(1) Die Agentur richtet Verfahren ein für den Austausch der bei ihr nach Artikel 7 Absatz 1 und Artikel 8 eingehenden Informationen mit den nationalen Regulierungsbehörden, den zuständigen Finanzbehörden der Mitgliedstaaten, den nationalen Wettbewerbsbehörden, der ESMA und anderen relevanten Behörden. Bevor die Agentur solche Verfahren einrichtet, konsultiert sie die genannten Behörden.
(2) Die Agentur gewährt nur denjenigen Behörden Zugang zu den Verfahren nach Absatz 1, die Systeme eingerichtet haben, die es der Agentur ermöglichen, die Anforderungen gemäß Artikel 12 Absatz 1 zu erfüllen.
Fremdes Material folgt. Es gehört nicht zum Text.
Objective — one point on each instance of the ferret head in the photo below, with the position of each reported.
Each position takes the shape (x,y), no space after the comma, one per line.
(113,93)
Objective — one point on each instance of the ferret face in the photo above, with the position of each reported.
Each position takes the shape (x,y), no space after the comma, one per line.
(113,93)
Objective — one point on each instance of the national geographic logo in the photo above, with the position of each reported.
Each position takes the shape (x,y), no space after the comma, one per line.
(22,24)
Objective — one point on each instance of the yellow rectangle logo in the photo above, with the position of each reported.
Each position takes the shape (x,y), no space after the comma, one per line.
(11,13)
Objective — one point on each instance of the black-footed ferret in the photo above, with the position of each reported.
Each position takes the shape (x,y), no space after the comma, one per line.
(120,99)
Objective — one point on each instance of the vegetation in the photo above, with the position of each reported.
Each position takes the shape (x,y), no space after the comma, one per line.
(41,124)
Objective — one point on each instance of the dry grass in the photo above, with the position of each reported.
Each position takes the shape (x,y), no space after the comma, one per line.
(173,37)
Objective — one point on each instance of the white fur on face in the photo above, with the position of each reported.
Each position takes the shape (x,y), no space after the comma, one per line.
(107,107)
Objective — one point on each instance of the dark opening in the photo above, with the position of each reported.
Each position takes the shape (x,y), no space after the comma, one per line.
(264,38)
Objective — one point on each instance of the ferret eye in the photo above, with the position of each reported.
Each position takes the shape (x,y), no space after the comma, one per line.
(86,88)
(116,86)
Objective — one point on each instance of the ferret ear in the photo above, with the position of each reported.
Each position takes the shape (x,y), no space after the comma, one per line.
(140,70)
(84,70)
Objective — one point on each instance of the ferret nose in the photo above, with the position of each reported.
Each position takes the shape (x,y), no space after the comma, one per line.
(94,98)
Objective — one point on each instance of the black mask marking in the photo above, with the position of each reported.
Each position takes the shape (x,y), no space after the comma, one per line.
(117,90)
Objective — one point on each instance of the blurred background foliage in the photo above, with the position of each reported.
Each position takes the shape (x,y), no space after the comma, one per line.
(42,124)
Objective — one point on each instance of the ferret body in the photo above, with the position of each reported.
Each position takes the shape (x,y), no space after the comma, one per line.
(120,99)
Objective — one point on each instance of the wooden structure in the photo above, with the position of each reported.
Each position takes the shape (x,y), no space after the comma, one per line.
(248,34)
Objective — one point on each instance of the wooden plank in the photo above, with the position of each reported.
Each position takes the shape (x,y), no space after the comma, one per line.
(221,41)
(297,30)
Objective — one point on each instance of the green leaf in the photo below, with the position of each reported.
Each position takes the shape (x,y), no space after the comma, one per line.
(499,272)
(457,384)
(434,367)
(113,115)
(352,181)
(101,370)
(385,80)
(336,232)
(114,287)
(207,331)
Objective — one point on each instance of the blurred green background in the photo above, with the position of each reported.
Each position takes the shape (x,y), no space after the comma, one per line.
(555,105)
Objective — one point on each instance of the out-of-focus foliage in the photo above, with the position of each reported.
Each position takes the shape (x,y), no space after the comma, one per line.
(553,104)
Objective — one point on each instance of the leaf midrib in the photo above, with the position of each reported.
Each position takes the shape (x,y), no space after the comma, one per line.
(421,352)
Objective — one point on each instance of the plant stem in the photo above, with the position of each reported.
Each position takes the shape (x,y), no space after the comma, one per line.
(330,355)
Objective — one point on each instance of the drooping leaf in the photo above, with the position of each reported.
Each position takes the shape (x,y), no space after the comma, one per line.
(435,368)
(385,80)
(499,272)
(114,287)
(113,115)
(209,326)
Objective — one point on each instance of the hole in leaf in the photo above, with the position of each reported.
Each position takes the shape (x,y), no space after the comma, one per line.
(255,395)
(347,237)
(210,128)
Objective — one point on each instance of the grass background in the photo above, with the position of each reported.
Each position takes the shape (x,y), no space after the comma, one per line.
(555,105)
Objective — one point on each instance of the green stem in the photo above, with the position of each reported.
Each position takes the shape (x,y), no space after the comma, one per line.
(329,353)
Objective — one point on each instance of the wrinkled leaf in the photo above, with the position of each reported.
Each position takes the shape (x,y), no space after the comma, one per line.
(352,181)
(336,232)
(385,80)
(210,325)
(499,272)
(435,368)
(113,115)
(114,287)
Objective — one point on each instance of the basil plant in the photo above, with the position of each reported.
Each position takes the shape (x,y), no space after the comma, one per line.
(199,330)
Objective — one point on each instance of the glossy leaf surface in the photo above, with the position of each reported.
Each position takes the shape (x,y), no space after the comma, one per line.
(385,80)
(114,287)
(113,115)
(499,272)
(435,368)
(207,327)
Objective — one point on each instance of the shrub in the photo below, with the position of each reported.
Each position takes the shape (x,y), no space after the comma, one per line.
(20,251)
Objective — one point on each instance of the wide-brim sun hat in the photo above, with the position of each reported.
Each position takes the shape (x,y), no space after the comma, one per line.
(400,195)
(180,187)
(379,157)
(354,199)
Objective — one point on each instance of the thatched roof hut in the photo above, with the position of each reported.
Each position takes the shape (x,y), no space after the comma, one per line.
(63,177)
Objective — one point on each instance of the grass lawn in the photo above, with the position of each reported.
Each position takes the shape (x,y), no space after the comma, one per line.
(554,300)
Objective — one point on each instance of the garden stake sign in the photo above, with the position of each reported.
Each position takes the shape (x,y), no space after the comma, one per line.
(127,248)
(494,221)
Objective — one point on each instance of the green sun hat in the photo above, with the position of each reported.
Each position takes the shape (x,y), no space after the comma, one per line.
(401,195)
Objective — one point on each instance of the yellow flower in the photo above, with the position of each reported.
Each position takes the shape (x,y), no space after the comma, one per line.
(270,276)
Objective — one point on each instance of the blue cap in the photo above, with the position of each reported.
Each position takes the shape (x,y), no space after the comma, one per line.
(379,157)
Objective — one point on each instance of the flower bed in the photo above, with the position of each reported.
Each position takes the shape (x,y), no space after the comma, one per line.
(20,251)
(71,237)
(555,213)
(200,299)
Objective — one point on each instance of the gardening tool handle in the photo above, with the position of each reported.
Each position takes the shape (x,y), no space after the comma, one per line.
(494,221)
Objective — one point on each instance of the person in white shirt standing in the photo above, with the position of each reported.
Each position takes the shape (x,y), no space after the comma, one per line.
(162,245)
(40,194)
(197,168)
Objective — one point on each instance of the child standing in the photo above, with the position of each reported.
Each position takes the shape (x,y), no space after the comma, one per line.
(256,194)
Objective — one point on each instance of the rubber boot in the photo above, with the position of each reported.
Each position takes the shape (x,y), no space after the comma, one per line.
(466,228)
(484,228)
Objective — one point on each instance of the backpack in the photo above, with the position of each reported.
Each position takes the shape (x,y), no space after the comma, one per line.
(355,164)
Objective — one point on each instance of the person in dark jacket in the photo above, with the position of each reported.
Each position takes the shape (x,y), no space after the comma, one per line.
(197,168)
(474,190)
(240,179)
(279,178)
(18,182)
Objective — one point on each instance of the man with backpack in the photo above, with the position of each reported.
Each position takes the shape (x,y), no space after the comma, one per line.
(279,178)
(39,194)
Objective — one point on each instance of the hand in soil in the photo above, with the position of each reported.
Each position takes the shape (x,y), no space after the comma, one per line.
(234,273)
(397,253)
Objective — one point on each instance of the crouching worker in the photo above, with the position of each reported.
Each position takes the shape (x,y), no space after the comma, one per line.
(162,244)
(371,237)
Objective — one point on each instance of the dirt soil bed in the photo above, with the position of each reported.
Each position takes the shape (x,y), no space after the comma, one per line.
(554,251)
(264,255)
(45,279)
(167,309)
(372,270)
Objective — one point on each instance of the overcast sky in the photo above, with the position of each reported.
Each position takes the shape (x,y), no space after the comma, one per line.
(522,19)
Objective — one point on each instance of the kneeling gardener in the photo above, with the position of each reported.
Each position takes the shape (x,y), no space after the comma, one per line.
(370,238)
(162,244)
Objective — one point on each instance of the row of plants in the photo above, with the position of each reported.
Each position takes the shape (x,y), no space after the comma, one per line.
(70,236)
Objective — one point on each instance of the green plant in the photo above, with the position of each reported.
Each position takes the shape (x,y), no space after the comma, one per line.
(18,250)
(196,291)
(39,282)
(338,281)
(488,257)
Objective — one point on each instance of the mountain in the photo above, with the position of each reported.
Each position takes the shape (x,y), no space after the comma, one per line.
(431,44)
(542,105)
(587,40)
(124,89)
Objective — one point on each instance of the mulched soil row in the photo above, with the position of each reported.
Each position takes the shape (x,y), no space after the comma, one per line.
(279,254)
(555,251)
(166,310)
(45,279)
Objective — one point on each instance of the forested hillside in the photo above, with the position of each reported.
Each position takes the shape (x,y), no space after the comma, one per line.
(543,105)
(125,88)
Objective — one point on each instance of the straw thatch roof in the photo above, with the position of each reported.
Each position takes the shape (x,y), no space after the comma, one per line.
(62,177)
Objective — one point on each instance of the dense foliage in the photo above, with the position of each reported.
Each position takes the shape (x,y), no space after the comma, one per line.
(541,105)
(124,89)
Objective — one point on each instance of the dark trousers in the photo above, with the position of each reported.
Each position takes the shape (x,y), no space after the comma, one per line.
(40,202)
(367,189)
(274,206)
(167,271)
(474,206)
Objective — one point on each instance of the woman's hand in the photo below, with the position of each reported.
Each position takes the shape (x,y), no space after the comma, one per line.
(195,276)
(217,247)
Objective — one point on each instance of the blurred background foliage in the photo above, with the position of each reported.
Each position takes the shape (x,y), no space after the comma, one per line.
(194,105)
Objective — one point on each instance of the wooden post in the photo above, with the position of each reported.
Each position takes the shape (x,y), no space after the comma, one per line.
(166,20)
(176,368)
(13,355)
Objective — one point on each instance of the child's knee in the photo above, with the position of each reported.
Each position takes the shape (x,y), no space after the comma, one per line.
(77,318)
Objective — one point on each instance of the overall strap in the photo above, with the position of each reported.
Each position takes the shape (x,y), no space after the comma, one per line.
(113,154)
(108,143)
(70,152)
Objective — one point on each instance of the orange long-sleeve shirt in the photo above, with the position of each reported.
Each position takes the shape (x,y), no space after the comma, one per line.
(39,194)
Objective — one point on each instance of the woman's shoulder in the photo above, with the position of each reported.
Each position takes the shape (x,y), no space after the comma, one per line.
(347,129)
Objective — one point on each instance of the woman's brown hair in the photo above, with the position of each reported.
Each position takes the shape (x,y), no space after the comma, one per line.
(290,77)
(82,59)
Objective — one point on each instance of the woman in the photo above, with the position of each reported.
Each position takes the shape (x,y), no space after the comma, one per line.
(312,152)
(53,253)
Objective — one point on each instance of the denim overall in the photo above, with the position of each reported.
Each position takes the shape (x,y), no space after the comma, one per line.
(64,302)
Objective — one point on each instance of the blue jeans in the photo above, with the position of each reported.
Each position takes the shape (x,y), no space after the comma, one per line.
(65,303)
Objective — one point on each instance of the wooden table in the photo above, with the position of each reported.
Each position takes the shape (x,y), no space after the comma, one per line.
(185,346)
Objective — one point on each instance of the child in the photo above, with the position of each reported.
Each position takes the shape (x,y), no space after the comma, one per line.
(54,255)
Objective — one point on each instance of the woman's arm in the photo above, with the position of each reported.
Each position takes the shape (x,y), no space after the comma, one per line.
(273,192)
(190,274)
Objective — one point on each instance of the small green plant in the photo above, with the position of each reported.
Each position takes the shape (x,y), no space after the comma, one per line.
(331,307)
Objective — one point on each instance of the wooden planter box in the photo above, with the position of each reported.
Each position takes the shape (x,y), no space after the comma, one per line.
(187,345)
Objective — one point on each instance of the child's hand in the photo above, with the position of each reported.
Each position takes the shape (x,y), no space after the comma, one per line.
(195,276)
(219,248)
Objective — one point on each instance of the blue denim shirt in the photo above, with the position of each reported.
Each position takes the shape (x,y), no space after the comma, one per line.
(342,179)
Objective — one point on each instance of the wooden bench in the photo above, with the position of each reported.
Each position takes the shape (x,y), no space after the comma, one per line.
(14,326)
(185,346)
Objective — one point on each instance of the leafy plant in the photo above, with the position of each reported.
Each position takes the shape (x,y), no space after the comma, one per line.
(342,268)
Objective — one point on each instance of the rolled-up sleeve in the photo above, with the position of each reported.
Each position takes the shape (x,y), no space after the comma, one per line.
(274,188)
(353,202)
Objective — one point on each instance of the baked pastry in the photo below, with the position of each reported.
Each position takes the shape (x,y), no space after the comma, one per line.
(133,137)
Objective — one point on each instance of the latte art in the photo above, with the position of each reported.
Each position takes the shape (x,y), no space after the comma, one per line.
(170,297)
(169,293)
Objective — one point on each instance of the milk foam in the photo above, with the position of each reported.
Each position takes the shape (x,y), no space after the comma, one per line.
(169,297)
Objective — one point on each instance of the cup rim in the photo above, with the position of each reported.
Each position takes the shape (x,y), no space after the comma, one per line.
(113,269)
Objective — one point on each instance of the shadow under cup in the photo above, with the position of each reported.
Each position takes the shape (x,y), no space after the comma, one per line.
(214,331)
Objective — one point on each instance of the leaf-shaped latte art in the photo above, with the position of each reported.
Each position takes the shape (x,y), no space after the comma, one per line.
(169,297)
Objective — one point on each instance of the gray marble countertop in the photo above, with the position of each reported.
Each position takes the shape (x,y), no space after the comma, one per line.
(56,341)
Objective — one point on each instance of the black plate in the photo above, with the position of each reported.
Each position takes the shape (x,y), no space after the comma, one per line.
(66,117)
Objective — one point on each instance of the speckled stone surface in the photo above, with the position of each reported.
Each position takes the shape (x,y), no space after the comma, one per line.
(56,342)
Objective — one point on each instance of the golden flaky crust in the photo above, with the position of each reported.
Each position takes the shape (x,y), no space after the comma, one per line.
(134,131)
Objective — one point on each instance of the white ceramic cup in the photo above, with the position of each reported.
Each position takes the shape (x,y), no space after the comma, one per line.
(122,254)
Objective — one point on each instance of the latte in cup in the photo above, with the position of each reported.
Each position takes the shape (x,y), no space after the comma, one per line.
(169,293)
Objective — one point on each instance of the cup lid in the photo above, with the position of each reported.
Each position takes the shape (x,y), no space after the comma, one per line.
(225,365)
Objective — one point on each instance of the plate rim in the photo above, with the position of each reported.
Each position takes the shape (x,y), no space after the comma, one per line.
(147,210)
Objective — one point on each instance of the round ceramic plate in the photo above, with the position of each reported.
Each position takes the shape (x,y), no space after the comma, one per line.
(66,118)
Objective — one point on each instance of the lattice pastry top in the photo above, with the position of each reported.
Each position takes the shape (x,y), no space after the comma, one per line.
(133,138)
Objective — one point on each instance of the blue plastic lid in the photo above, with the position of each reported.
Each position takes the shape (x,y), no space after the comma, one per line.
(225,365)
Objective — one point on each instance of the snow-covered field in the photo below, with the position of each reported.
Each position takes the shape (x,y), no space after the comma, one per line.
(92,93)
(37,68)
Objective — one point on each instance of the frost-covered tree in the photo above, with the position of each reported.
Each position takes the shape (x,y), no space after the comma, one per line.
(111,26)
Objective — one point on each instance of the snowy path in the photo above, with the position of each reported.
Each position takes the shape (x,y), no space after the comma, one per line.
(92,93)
(3) Gemäß den anwendbaren Rechtsvorschriften der Union über Transaktionen mit Derivaten, zentrale Gegenparteien und Transaktionsregister registrierte oder anerkannte Transaktionsregister stellen der Agentur alle von ihnen erhobenen einschlägigen Informationen über Energiegroßhandelsprodukte und Derivate von Emissionszertifikaten zur Verfügung.
Die ESMA übermittelt der Agentur Meldungen über Transaktionen mit Energiegroßhandelsprodukten, die gemäß Artikel 25 Absatz 3 der Richtlinie 2004/39/EG und den anwendbaren Rechtsvorschriften der Union über Transaktionen mit Derivaten, zentrale Gegenparteien und Transaktionsregister eingegangen sind. Die zuständigen Behörden, die Meldungen über Transaktionen mit Energiegroßhandelsprodukten erhalten, die gemäß Artikel 25 Absatz 3 der Richtlinie 2004/39/EG eingegangen sind, übermitteln diese Meldungen der Agentur.
Die Agentur und die für die Überwachung des Handels mit Emissionszertifikaten und damit zusammenhängenden Derivaten zuständigen Behörden kooperieren miteinander und führen ein angemessenes Verfahren ein, durch das die Agentur Zugang zu Aufzeichnungen über Transaktionen mit solchen Zertifikaten und Derivaten erhält, wenn diese Behörden Informationen über solche Transaktionen erfassen.